De gletsjersneden (Morlot-sneden) bevinden zich ongeveer 150 m ten zuidoosten van de top van de Kleiner Berg, die bestaat uit Hohburg-kwartsporfier. Tijdens de ijstijden duwden ijsmassa's van enkele honderden meters dik zich over de berg. De in het ijs bevroren stukken rots krasten de vulkanische rotsen onder de grond en kerfden de krassen in de rots die vandaag de dag nog steeds zichtbaar zijn. De enorme gletsjers in het binnenland van de ijstijd hadden hun wortels in wat nu Scandinavië is. Deze krassen kunnen worden gebruikt om de stroomrichting van de gletsjer te reconstrueren.
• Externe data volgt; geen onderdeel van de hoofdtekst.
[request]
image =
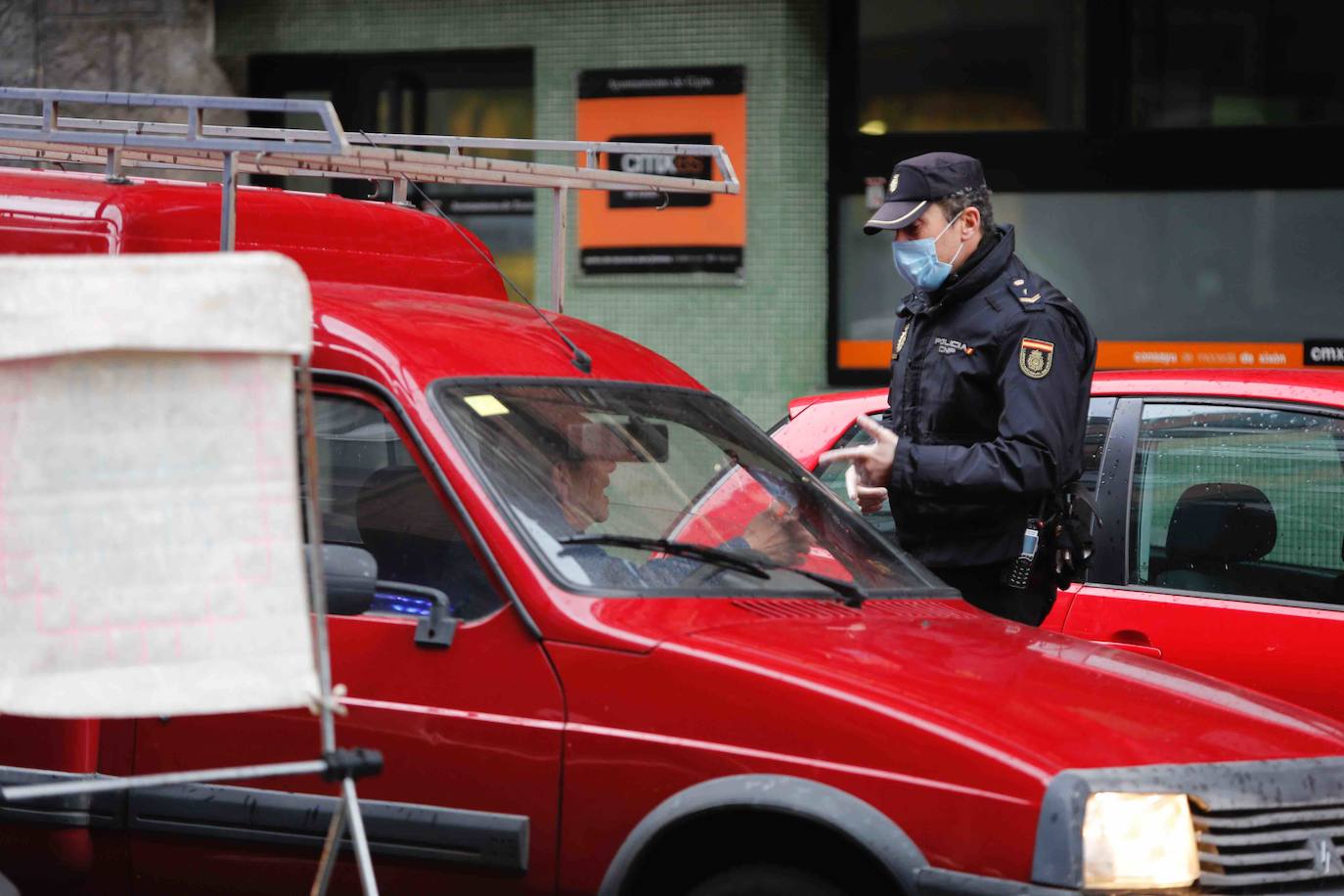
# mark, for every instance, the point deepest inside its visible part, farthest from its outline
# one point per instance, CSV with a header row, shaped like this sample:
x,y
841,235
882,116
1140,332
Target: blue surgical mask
x,y
917,259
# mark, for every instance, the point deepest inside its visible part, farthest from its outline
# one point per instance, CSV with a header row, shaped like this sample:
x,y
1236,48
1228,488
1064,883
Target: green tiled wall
x,y
757,340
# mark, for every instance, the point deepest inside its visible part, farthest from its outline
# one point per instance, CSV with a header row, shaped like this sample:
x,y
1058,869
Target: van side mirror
x,y
435,629
351,576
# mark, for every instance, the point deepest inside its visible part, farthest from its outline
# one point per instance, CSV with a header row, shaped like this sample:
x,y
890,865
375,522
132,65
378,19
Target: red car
x,y
621,643
1221,538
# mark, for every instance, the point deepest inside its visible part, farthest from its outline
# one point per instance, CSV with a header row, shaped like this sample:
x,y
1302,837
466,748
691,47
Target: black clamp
x,y
352,763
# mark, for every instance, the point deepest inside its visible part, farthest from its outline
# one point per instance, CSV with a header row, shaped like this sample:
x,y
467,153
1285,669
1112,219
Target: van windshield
x,y
639,489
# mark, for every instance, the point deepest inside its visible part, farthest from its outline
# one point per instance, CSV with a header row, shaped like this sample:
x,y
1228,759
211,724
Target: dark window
x,y
1239,501
470,93
374,496
969,65
1235,64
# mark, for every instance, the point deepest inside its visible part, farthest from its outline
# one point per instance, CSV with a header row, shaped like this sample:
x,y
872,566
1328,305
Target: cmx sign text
x,y
1326,352
694,166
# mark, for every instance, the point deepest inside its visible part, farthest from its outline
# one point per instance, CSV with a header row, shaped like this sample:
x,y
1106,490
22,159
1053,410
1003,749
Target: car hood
x,y
1031,698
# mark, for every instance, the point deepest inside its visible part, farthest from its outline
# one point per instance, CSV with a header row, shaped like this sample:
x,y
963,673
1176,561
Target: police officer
x,y
991,371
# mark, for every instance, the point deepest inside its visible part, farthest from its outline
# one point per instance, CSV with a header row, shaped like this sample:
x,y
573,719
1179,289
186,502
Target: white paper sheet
x,y
221,302
151,551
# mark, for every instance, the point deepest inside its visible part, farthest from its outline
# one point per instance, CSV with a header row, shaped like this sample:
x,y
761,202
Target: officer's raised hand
x,y
870,465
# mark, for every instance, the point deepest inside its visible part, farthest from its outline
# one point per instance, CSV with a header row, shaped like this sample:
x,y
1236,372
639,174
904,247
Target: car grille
x,y
1262,848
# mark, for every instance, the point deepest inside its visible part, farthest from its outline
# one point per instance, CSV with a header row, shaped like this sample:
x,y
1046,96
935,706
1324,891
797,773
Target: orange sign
x,y
626,231
876,355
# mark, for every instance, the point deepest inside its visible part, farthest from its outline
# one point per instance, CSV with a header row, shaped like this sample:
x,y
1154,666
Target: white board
x,y
151,550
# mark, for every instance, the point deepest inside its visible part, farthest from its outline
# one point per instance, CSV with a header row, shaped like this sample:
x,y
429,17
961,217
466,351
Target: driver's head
x,y
581,490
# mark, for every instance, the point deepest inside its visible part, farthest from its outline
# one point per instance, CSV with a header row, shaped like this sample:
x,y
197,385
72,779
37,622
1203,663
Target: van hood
x,y
1031,698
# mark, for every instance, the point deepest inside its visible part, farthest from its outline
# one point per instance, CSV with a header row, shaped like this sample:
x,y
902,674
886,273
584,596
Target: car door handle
x,y
1142,649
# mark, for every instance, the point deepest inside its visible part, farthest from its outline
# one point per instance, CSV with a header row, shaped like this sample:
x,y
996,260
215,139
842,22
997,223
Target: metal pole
x,y
356,833
316,578
103,784
114,173
331,849
229,187
560,227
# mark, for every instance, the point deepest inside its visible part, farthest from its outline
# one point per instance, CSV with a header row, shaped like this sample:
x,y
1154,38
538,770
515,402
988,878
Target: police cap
x,y
917,182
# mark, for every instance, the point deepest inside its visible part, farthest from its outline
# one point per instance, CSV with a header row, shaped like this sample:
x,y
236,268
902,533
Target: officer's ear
x,y
969,222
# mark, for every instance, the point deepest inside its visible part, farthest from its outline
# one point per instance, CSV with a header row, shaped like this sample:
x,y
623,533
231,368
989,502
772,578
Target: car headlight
x,y
1135,841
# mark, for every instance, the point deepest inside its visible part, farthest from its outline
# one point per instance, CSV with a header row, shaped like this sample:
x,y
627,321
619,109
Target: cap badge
x,y
1035,357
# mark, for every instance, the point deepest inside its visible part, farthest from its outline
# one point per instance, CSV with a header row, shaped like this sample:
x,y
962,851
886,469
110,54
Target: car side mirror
x,y
351,576
435,629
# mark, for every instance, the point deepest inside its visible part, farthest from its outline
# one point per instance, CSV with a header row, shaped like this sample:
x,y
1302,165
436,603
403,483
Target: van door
x,y
470,733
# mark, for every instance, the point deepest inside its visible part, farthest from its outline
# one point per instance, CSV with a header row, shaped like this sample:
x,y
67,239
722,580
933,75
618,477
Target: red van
x,y
621,643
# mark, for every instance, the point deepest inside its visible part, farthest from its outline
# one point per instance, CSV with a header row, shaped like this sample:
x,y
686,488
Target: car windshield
x,y
640,489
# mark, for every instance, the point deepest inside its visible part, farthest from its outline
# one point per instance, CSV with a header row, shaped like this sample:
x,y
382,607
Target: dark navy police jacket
x,y
989,387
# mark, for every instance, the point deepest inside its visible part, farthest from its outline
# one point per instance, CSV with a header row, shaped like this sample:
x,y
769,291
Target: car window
x,y
1239,501
637,490
374,496
832,474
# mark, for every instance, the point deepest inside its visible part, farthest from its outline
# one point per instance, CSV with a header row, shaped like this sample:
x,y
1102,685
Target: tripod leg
x,y
356,833
331,849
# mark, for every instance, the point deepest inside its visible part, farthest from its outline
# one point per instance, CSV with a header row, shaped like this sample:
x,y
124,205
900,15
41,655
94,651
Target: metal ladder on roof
x,y
327,152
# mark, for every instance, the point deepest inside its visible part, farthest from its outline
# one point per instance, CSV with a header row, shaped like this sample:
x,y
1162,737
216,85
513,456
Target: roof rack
x,y
327,152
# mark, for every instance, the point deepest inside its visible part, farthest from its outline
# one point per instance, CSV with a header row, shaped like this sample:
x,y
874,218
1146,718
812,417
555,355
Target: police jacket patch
x,y
1035,357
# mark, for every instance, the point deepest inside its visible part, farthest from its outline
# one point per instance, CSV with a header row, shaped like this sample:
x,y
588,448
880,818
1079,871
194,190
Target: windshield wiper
x,y
676,548
753,564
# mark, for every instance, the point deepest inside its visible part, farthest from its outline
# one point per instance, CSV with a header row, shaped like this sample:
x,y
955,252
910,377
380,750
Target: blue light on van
x,y
401,605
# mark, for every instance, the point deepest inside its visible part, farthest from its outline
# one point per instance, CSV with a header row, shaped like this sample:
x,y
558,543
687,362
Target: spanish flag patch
x,y
1035,357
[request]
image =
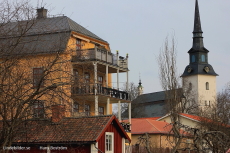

De gletsjer- en windsneden worden beschouwd als een belangrijk bewijsstuk van de geschiedenis van de aarde en dienden al in 1844 als bewijs voor de theorie van de Europese ijstijd in het binnenland. Vanwege deze bijzondere en waardevolle betekenis hebben de ijstijdsporen op de Kleiner Berg de titel “Nationale Geotoop” en zijn ze aangewezen als natuurmonument.
Let op de informatie die gemeenten en eigenaren verstrekken over de toestand en toegankelijkheid van de geotopen.